The setup is sequential: create the Auth Provider in Salesforce, copy the callback URL to the IdP, configure the OAuth client at the IdP, copy the client ID and secret back to Salesforce, write or pick the Registration Handler, test. Each step depends on the previous; skipping a step produces an opaque failure at runtime.
- Pick the provider type
Setup, Auth. Providers, New. Pick from the pre-built list (Google, Facebook, Microsoft) or OpenID Connect for anything else. The choice pre-fills the authorization and token endpoints.
- Save the provider to get the callback URL
Save with placeholder client ID and secret. The Salesforce-generated callback URL appears in the saved record. Copy this URL.
- Register an OAuth client at the IdP using the callback URL
Open the IdP admin console (Google Cloud Console, Microsoft Entra, Okta admin, etc.). Create a new OAuth client. Paste the Salesforce callback URL as the authorized redirect URI.
- Copy the IdP client ID and client secret back to Salesforce
Edit the Salesforce Auth Provider record. Paste the IdP client ID and client secret. Configure the OAuth scopes you need.
- Write or pick the Registration Handler
Default Registration Handler creates Customer Community users for Experience Cloud.

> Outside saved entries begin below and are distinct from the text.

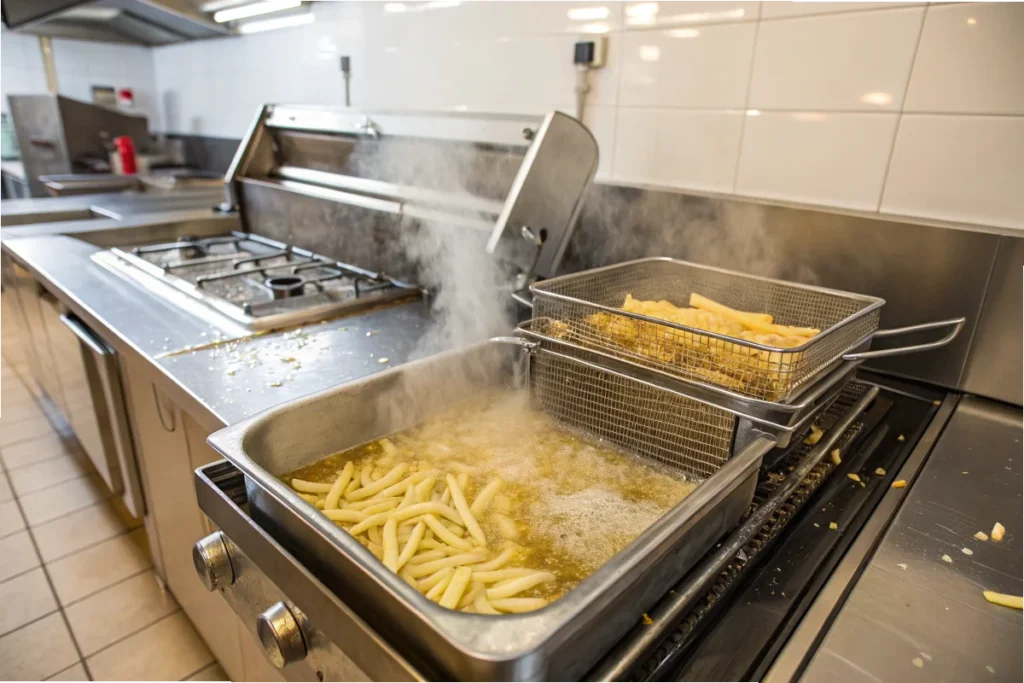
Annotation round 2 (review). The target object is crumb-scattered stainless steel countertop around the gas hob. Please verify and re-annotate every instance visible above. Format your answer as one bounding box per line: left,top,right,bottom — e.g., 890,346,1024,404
3,236,430,430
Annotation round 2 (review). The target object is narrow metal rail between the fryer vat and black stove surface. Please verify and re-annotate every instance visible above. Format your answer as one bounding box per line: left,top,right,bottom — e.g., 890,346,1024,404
588,387,879,682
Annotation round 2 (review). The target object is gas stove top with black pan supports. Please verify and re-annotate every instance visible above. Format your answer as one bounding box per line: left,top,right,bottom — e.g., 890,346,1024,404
93,232,422,331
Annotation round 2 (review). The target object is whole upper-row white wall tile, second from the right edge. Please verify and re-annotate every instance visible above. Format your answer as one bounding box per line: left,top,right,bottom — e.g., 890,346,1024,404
750,7,925,111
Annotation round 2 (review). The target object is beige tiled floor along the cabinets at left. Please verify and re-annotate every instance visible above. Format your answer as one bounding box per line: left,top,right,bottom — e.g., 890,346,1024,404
0,293,227,682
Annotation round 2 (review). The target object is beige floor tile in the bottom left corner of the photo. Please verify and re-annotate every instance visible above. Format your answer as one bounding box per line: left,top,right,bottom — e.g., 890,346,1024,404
0,614,78,681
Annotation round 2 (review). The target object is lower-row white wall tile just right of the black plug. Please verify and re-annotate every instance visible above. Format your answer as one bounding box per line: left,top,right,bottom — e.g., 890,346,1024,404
612,109,743,191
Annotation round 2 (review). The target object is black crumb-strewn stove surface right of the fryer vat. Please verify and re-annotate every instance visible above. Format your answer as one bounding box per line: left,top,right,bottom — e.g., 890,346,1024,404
598,373,945,682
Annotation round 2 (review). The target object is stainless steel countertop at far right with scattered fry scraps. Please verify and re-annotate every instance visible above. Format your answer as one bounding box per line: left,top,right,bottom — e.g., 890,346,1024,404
802,396,1024,683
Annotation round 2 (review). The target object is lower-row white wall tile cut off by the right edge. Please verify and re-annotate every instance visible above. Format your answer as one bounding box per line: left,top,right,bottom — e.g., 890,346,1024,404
882,114,1024,228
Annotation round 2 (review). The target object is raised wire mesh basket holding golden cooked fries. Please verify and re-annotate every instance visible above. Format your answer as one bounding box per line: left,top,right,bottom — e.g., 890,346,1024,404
530,258,885,402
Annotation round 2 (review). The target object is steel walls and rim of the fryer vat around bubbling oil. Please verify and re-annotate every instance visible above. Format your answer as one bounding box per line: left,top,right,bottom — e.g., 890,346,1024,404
197,339,773,680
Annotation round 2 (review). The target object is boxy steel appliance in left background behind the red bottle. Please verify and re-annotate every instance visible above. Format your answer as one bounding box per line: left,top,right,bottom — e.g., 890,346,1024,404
8,95,150,197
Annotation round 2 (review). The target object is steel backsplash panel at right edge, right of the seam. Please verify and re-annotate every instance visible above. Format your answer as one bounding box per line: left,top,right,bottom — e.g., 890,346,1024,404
963,238,1024,405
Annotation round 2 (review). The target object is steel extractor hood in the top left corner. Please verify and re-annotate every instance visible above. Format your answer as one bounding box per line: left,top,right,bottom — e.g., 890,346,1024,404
0,0,232,45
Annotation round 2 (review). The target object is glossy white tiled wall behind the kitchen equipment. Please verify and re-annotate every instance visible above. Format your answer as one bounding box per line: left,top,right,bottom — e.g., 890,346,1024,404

For internal users, write a custom handler that matches by email to existing users and rejects unknown emails.
- Test the flow in a sandbox or with a test user
Hit the Test-Only Initialization URL from the Auth Provider record. Walk the OAuth flow. Confirm the user is created or matched as expected.
- Expose the Login With button on Salesforce or Experience Cloud login
For internal Salesforce login: Setup, Identity, My Domain, Authentication Configuration. For Experience Cloud: site Login & Registration page settings. Toggle the Auth Provider as a login option.
Google, Facebook, LinkedIn, Microsoft, Apple, Twitter, GitHub, Slack, or OpenID Connect. Pick the named type when possible.
Credentials obtained from registering an OAuth client at the IdP. Stored encrypted in the Auth Provider record.
Apex class that decides user-create vs match vs reject for new logins. The most consequential configuration on the record.
OAuth permission strings Salesforce requests from the IdP. Request the minimum needed.
Whether the Auth Provider appears on internal Salesforce login, Experience Cloud login, or both.
- Sandbox callback URLs differ from production. Each environment needs its own OAuth client at the IdP; configuring only for production leaves sandbox flows broken.
- The Registration Handler is the single most consequential part of the setup. A handler that creates users without matching to existing ones produces duplicate users; a handler that rejects unknown emails locks out legitimate first-time logins.
- License consumption depends on what type of user the handler creates. Internal user creation consumes internal licenses; external user creation consumes External Identity or Community licenses. Plan accordingly.
- Over-requesting scopes is a security review red flag in B2B contexts. Request the minimum scopes the org actually uses.
- Auth Providers and SAML SSO are configured in different Setup areas. An org running both for different user populations must keep them documented separately.